While there is an ever-growing body of evidence on the importance of staff wellbeing, and just as much on student wellbeing, there is little research linking the former with the latter.
However, a ground-breaking report commissioned under Independent Schools Queensland’s (ISQs) Our Schools – Our Future initiative, has sought to change that.
The new study, by behavioural scientist Professor Donna Cross and co-author Sarah Falconer of the Telethon Kids Institute, presents an evidence-based perspective on what promotes or erodes school staff wellbeing, which is one of the first in Australia to make the links to student wellbeing.
The ‘School Leaders’ and Staff Wellbeing is Critical for Student Success’ research report found that school leader and staff wellbeing is critical to help students reach their full potential – a win-win situation that could have positive implications on a whole-of-school level.
Yet, as Professor Cross points out, rarely in recent history has school leader and staff mental health and wellbeing been so tested as during the COVID-19 pandemic.
“The pandemic has further exposed the high rates of school leader and staff stress and exhaustion from the intensification of their front-line work supporting the health, development and learning of their students,” she said.

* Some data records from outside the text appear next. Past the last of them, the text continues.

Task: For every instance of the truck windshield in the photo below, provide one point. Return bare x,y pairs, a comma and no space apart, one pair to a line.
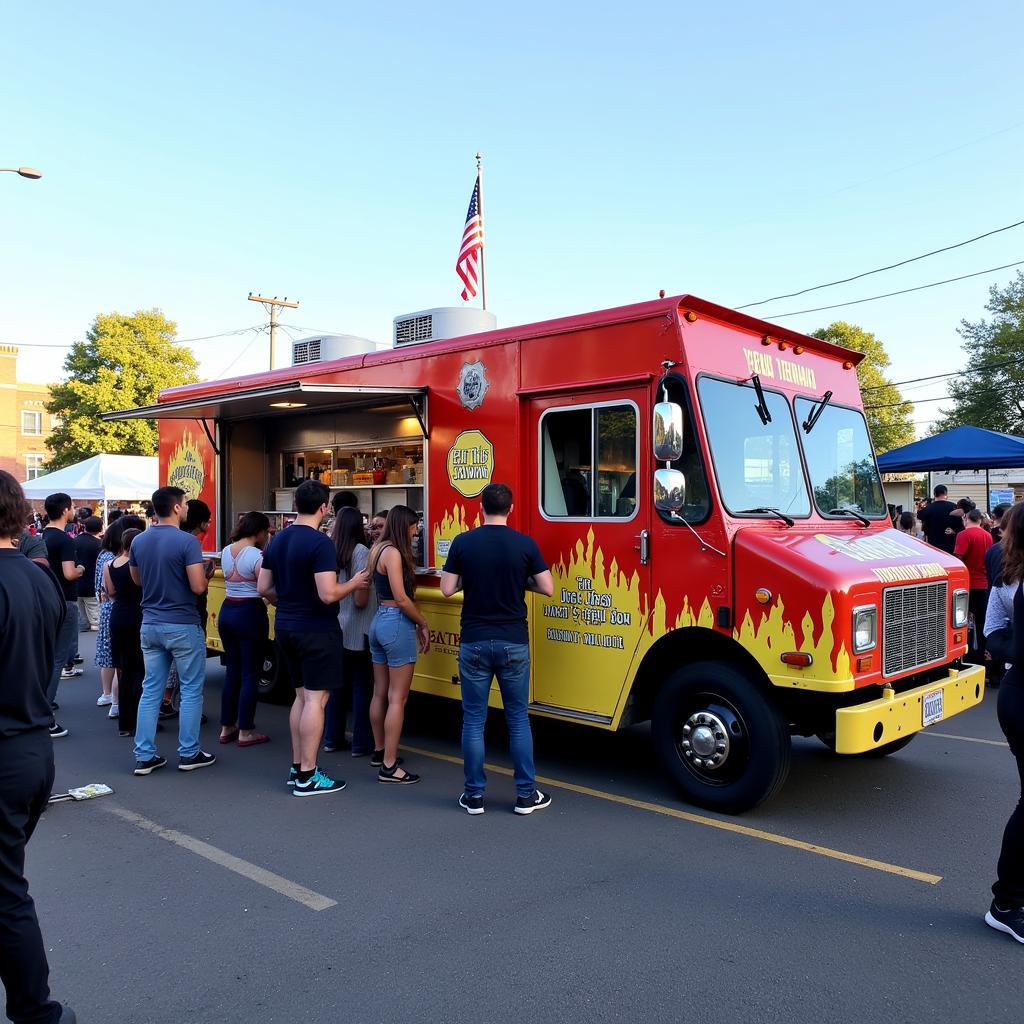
841,463
757,464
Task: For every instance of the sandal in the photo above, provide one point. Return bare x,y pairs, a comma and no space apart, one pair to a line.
254,739
387,774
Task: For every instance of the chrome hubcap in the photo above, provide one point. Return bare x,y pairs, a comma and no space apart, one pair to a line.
706,740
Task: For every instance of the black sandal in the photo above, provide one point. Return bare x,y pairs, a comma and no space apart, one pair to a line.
387,774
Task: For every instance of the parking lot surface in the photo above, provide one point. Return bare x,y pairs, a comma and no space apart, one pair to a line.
856,895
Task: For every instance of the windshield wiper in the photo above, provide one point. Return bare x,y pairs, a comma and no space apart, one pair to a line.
856,515
762,407
788,520
816,411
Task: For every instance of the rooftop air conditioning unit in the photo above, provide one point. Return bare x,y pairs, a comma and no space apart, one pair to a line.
329,346
445,322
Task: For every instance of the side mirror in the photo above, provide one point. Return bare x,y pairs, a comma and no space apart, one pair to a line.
670,489
668,431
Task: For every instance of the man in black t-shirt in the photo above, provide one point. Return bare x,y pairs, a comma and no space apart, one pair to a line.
936,518
64,564
31,613
496,565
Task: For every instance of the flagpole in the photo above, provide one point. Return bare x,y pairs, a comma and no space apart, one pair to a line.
479,203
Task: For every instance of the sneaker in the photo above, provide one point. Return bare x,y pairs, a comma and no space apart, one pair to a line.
1011,922
201,760
317,784
386,774
537,801
146,767
474,804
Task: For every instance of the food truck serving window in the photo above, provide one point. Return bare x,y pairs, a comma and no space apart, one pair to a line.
757,464
589,462
840,462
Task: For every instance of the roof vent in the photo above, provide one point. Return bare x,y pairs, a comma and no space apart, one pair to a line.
329,346
445,322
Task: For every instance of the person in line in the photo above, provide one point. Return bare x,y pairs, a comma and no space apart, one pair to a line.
354,615
938,521
167,563
1007,608
32,610
397,632
60,553
245,630
495,565
197,522
87,547
972,546
300,574
125,633
376,526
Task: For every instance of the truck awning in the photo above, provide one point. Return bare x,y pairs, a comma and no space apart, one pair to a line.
281,399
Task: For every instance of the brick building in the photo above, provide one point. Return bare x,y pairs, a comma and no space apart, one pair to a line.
25,424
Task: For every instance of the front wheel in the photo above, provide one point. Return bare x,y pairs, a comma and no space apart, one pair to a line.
720,738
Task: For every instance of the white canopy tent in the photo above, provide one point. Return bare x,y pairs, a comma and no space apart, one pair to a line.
101,478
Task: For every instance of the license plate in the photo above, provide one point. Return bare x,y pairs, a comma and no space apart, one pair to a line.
932,708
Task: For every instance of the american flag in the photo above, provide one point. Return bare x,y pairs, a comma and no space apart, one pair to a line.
471,251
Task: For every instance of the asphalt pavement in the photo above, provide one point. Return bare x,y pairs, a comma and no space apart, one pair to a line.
857,894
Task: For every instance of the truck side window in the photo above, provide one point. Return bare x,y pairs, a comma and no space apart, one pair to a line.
689,464
588,462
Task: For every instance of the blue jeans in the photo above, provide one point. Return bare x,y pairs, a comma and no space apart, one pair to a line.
64,649
185,646
244,631
479,663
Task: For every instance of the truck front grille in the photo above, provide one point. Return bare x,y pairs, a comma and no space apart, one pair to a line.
913,627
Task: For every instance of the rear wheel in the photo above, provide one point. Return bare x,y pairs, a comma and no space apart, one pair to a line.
720,737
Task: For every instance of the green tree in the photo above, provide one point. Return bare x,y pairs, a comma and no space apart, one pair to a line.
124,361
890,422
990,391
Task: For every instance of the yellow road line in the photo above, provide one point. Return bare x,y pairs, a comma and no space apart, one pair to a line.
966,739
700,819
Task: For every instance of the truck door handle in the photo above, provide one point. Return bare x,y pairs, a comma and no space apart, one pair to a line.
644,546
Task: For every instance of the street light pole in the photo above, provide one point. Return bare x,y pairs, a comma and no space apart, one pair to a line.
26,172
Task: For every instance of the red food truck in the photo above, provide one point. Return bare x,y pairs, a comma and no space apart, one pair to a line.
704,486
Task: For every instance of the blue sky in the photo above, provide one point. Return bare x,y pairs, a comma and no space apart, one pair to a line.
193,153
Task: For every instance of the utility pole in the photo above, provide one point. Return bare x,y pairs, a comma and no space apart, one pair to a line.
270,305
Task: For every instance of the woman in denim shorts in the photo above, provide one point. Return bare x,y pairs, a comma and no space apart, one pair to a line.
397,634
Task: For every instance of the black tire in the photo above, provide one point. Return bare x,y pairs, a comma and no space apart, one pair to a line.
828,738
755,761
274,686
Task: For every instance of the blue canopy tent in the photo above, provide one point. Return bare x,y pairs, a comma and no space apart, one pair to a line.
962,448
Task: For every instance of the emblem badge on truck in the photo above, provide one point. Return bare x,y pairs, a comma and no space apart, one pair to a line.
473,384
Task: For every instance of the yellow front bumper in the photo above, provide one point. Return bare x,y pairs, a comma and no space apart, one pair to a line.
894,716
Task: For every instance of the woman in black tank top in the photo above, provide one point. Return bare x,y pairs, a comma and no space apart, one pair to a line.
1007,911
126,624
396,634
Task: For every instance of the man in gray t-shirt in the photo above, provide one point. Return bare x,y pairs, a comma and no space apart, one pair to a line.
167,563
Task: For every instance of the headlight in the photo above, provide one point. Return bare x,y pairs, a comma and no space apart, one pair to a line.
865,629
961,605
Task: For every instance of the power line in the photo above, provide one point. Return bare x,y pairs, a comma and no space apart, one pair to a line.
867,273
902,291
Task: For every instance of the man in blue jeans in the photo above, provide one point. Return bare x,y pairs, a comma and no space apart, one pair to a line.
167,563
495,566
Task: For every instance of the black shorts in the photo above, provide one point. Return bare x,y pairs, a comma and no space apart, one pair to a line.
311,659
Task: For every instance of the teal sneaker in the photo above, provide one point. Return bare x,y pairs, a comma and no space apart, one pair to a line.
317,785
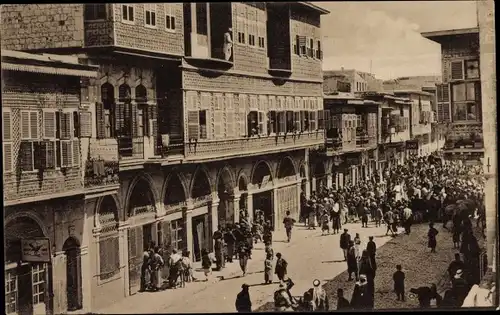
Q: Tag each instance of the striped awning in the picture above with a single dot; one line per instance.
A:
(48, 70)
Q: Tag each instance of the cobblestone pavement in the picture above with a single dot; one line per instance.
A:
(309, 255)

“Given teacher wellbeing, student wellbeing, relationships within the school, and educational outcomes are closely intertwined, it isn’t surprising that for all students to be well, their teachers must be well too. The pandemic has exacerbated the issues.”
Professor Cross says governments, school systems and the community must act now to reduce the potential impact of ‘long-COVID’ on school leaders, staff, and students’ wellbeing.
Independent Schools Queensland (ISQ) Chief Executive Officer, Chris Mountford, said the report offers some practical evidence-based actions and makes five wellbeing recommendations:
- Prioritising the school community’s wellbeing and ensuring improvements are contextual, sustain evidence-based practice, focus on relationships, and underpin the whole-school culture.
- Enabling and sustaining supportive leadership practices that build teacher wellbeing.
- Providing effective induction and mentoring, and meaningful professional learning that is sustained and authentic.
- Tracking wellbeing priorities and progress to benchmark, monitor and effectively meet the wellbeing strengths and needs of the school community.
- Advocating for government policy reform addressing staff workload, resourcing, and safety. Specifically, at a broader system level, the following actions are needed to positively impact school leader and staff wellbeing:
- Identify and address drivers of workload intensification.
- Facilitate equitable access to trained mental health professionals in all Australian schools to respond to the increasing complexity of student behaviour and mental health and wellbeing difficulties.
- Use policy reform to protect school leaders and staff from the impact of aggressive and other offensive behaviour directed at them.
Professor Cross said the wellbeing of members of the school community is “so inextricably linked” that it can form “a virtuous or vicious cycle”, whereby the wellbeing of each member in the school community affects the wellbeing of others resulting in a continuous process of wellbeing decline or improvement.
“Government, sector and school-level actions must prioritise and monitor school leader and staff wellbeing, providing necessary school resources and sufficient staff capacity to support the complex needs of the school community; establishing a school culture that values and normalises respectful and positive relationships; and thereby reducing the harm from work overload and intensity on school leaders and staff.”